What should the closing pack contain?

A useful closing pack leaves an audit trail. It usually includes the signed SPA and amendments, approval resolutions, transfer instrument or share documentation, payment evidence, release or escrow instructions where used, updated registers, required consents and a completion certificate. Keep a dated index. It matters when a bank, auditor, new director or later buyer asks what changed and when.

The Ministry of Trade describes the Trade Registry as the state register for traders and commercial enterprises. Reconcile the closing file with the registered corporate record rather than relying on an old data-room export.

What still needs to happen after closing?

Completion begins the handover. Review registry updates, bank mandates, accounting access, tax and payroll ownership, signing powers, insurance notices, employee communications and the timetable for any deferred consideration. Put outstanding items in a short post-closing schedule with named owners and dates.

Corpenza can coordinate the corporate-record and implementation work through its company formation and accounting team.

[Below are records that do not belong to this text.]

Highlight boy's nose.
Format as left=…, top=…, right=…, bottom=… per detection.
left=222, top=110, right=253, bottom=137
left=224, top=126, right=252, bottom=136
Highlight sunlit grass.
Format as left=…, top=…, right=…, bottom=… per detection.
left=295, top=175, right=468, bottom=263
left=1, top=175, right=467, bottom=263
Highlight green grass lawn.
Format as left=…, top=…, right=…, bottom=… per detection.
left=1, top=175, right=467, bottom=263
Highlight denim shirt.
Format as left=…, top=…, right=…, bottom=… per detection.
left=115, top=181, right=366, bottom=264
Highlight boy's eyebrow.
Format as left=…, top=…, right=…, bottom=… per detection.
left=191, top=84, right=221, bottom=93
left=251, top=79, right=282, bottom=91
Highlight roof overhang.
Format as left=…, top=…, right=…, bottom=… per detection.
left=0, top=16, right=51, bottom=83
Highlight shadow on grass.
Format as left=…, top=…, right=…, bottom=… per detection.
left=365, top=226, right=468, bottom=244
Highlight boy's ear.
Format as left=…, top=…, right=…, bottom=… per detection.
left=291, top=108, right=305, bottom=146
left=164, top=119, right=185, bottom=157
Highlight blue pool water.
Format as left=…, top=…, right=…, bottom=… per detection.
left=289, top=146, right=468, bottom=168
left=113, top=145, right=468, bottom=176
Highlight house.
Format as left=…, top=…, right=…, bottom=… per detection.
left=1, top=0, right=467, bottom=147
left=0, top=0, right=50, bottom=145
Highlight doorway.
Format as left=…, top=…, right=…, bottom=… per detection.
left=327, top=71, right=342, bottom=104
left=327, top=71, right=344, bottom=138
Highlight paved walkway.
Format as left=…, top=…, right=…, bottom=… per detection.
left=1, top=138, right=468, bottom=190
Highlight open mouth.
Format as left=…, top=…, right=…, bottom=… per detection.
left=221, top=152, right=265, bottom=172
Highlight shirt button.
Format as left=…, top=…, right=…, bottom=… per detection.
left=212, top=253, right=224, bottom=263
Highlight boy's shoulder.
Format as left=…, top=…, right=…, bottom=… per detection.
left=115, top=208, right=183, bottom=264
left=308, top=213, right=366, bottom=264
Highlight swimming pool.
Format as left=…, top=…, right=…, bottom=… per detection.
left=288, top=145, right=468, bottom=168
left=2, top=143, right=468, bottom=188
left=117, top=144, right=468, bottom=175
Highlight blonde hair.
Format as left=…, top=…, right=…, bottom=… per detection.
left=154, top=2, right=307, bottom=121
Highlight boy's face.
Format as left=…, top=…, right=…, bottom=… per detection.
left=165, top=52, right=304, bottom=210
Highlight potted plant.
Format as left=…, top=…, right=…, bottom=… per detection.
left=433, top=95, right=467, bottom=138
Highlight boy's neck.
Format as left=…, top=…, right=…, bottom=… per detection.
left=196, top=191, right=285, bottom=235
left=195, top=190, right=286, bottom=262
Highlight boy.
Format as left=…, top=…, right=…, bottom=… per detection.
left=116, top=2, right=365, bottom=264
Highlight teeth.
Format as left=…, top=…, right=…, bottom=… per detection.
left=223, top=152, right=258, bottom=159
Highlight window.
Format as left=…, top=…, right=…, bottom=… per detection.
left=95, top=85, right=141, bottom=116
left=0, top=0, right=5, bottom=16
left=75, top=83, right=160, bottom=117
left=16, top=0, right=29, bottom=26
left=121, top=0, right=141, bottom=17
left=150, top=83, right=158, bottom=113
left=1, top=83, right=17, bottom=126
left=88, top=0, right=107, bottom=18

Legal validity, regulatory clearance and contractual consent remain decisions for the competent parties and authorities.

Frequently asked questions

Can a Turkish SPA close on the day it is signed?

Yes, if the parties have completed the required conditions and formalities. A simultaneous signing and closing should still have a documented agenda and evidence pack.

Can the buyer waive every closing condition?

Only if the SPA permits waiver and the condition is capable of waiver. Regulatory requirements and third-party rights need separate analysis.

Does a MERSIS entry prove every deal obligation was completed?

No. Registry evidence is one part of the record. It does not replace the SPA, consents, payment evidence or sector-specific approvals.

What is the first operational step after signing?

Build the condition tracker from the signed SPA, assign an owner to every line and identify the items that control the long-stop date.

This is general information, not legal or tax advice. Transaction documents and regulatory requirements must be reviewed for the specific deal.